For current GPUs, a better strategy might be to make them inefficient - by using GPU-unfriendly hashes (for cracking, and for validation as well - as a side-effect).
We had a project last summer to research this kind of possibilities, focusing on use of FPGA boards in authentication servers. This could optionally buy us GPU-unfriendliness (if we want to make things more difficult for attackers with GPUs, but not FPGAs, and for botnets, which almost surely will lack FPGAs). We even considered some moderate CPU-unfriendliness of the component that we'd put on FPGA. Specifically, we experimented with bcrypt on FPGA, as well as with much smaller Blowfish-like "non-crypto" cores (not actual Blowfish), so that we could hopefully fit hundreds or thousands of those per chip (and have them somewhat CPU-unfriendly as well). Yuri, our GSoC 2011 student working on this project, did have some of this implemented in an experimental fashion, and some of it even worked (on FPGA boards kindly provided by Pico Computing), but an outcome of the summer project was that this would be time-consuming to bring to desired levels of performance and reliability. At that point, the project was put on hold.
A simpler and cheaper alternative (if there are only a handful of customers for this) may be to use dedicated servers, existing HSMs, or microcontrollers for just the password hashing. Indeed, microcontrollers are super slow, so their only function would be to hold and apply a local parameter, with the rest of the hashing method implemented on the host's CPU and RAM. If dedicated servers are used, they would need to be separate from authentication servers - that is, they won't know usernames, won't have access to any database, won't have any persistent storage except for the local parameter, and the OS and software indeed.
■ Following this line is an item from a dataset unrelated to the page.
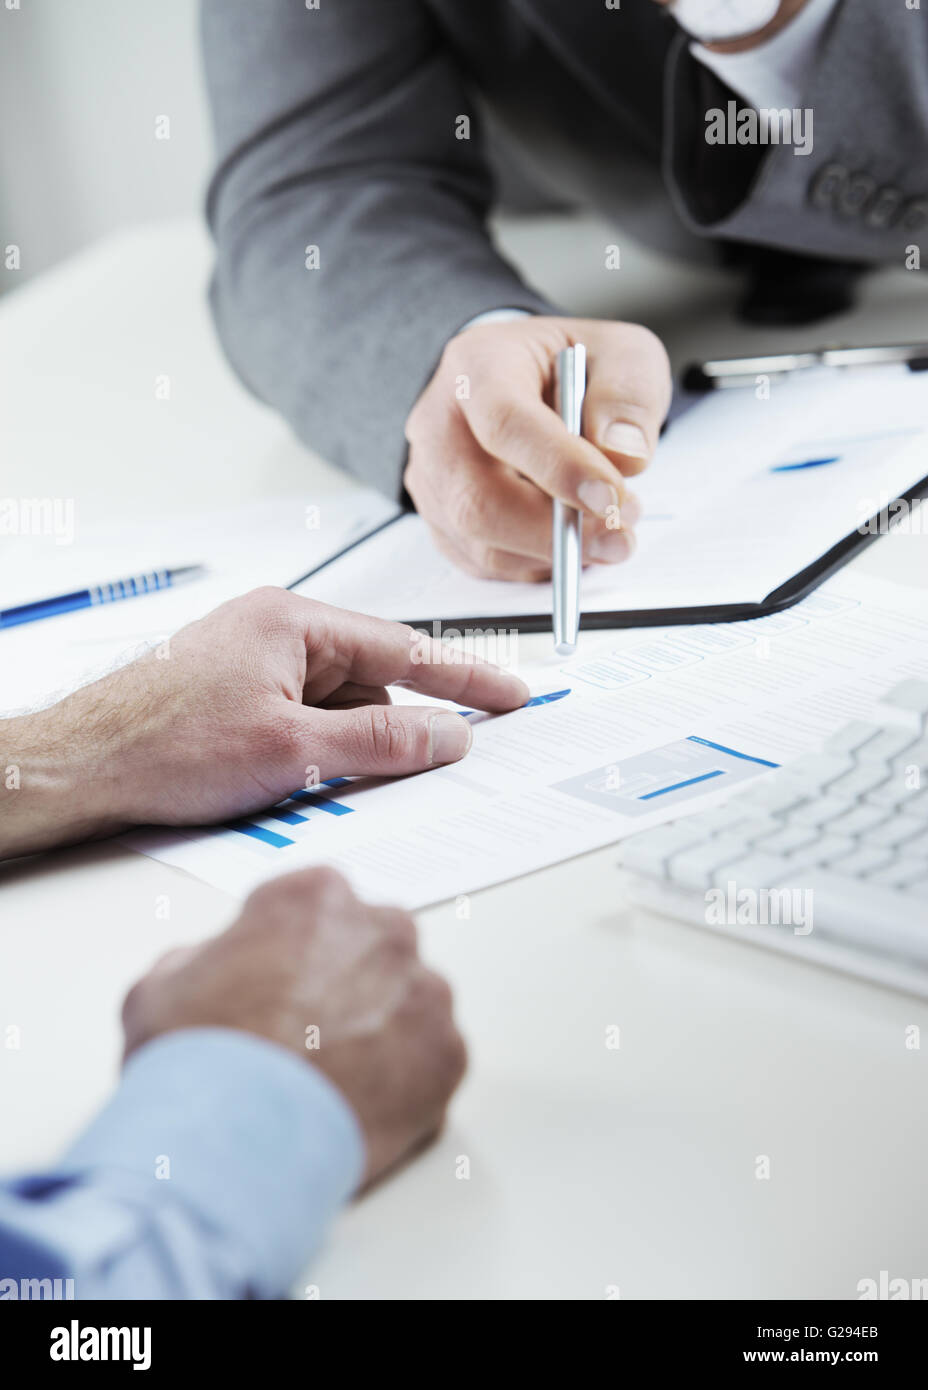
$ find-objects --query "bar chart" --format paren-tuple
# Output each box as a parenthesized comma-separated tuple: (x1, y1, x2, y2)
(218, 778, 356, 855)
They will accept password, salt, and parameters (such as the configurable per-hash processing and memory cost settings), and provide the hash. Thus, their attack surface would be minimal and they'd provide an extra layer of security against network-based attacks. We'd do this with FPGA boards as well, and we'd also have the greater/unusual computational complexity as a security layer (in case the local parameter or its backup copy is leaked/stolen), but well - using typical and pre-existing server hardware, drivers, etc. is just simpler and cheaper unless we start a new business and expect to have plenty of customers (although that might be possible).